With reference to the report You may pay more tax to fund quota (February 19), the education cess levied in 2004 provides funds for two key elementary education programme, the Sarva Shiksha Abhiyan and the mid-day meal scheme. The education cess proceeds are gathered in the Prarambhik Shiksha Kosh, which has been notified on August 30, 2006, and can be seen in the budget papers of the Government of India annually.
Upto November 2006, against a budget estimate of Rs 11,000 crore for SSA in 2006-07, Rs 8,493.59 cr (81.2 per cent) had been released by GoI to the state/UT SSA programmes. By February 15, 2007, the release to the states is at 96 per cent. Thus, to say that two-thirds of funds remained ‘unspent’ for SSA in the current year in first eight months is incorrect. By December 2006, the SSA had utilised up to 75 per cent. This figure was 60 per cent utilisation at end of September 2006. The reporter’s assumption that SSA is not utilising its funds is wrong.
By December 2006, the states/UTs had provided their state share to the extent of 29 per cent, which is well above the stipulated 25 per cent requirement of states’ contribution. Bihar, Jharkhand, Uttar Pradesh and West Bengal have always released their matching state contribution. In 2005-06, the SSA budget utilisation was 97.03 per cent and not 55 per cent as written in the article.

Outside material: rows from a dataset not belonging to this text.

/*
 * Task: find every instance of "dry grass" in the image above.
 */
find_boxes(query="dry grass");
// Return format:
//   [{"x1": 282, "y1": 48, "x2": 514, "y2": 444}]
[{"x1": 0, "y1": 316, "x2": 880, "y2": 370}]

DK Gautam, Ministry of HRD,Delhi
The detention of Ottavio Quattrochhi in Argentina is not incidental but done deliberately to pressurise the Indian government at a time when the Indian economy is doing well. The Opposition must realise we are more concerned about inflation and lack of infrastructure.
Praveen verma, Delhi
No God for terrorists
Prem Shankar Jha, in his article Ticket to ride (February 23), is right that the Samjhauta attack was to increase differences between India and Pakistan. Terrorists have no religion and no God.